BUKAN ANAK PEMBAWA SIAL
Novera
prasetiani Aiman Maulana
Seribu sembilan hari aku menikmati manis bersama sepasang
insan manusia, pagi hari perempuan yang melahirkanku menyajikan secangkir kopi
untuk lelaki berdasi dan semangkuk bubur kacang hijau untukku tak lama ibunda
berlari ke dapur ku yakin dari suaranya ia mual, begitulah sampai 2 minggu
lamanya.
Dari jendela berkusen dia
dibasahi rintik hujan di senja hari di selimuti rasa binbang, akankah kasih
sayang ku terbagi dua dengan si jabang bayi, baru tadi pagi ibunda dan ayahanda
mengetahui bahawa ibunda mengandung bayi, namun kasih sayang yang mereka
berikan terlalu berlebihan ku rasa, bahkan saat ini mereka sedang membeli
perlengkapan bayi dan aku di tinggalkan sendiri
Tuhan pantaskah bila aku
mengatakan calon adikku sebahai titipan dari MU sebagai pembawa sial bagi ku.

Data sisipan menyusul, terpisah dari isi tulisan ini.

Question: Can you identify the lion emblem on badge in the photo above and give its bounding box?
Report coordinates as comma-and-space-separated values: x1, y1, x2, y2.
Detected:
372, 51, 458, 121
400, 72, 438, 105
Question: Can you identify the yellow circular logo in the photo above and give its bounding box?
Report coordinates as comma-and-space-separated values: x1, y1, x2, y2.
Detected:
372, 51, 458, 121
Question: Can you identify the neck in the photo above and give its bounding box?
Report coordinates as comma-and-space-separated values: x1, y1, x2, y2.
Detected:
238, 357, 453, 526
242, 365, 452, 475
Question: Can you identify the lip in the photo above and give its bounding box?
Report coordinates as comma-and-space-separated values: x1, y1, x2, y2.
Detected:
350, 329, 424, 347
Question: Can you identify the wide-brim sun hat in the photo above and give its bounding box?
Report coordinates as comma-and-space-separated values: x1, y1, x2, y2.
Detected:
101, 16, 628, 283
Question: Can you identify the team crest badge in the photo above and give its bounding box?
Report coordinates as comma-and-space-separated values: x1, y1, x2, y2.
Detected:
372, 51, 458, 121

9 bulan yang membosankan kasih
sayang itu luluh dari ku dan berpindah kepada jabang bayi yang ada didalam
perut ibunda, hingga kebencian ku semakin menjadi-jadi ketika bayi itu lahir,
aku benci mendengar suaranya, aku benci melihat tubuh mungilnya yang di apit
oleh ayah dan ibu, terbesit di pikiranku untuk membuang tubuh mungil itu tapi
aku seorang manusia yang masih mempunyai hati nurani.

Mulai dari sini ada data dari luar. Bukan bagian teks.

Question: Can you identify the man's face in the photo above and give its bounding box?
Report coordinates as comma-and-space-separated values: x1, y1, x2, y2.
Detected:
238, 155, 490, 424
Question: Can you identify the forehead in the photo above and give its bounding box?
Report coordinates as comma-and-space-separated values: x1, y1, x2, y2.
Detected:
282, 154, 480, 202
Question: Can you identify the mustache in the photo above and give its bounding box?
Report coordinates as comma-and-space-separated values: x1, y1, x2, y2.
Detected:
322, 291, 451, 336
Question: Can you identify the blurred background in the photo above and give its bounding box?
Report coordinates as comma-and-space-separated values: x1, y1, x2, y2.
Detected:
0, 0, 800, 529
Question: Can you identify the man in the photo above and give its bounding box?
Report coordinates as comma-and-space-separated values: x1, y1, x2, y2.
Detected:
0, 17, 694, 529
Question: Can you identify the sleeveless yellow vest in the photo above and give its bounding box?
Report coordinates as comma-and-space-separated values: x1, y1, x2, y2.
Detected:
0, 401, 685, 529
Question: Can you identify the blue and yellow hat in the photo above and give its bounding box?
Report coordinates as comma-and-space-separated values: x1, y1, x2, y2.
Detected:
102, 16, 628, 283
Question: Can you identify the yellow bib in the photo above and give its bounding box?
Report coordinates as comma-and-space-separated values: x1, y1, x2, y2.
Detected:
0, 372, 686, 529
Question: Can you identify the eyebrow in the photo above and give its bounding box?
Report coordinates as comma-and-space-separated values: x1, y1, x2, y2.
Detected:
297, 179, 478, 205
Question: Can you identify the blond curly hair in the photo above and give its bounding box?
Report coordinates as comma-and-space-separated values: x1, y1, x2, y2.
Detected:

Beberapa minggu kemudian entah
mengapa ayah dan ibu memutuskan untuk berpisah, aku pun menyalahkan adikku
kembali.
Entah dimana tulang punggung
kami itu berada, apakah dia sudah menikah lagi ? entahlah, siapa tau di benakku
hanya terpikirkan hal itu saja.
aku pun tumbuh besar dan
membantu perekonomian keluargaku, sungguh dalam hatiku hanya memiliki 1 anggota
keluarga saja yaitu ibuku, masih saja aku merasa adikku lah uang menyebabkan
semua ini laki-laki berhelm dengan motor bututnya yang di pinggir-pinggirnya
terdapat kantung kain usang bahwa ayah ku ada di suatu tempat.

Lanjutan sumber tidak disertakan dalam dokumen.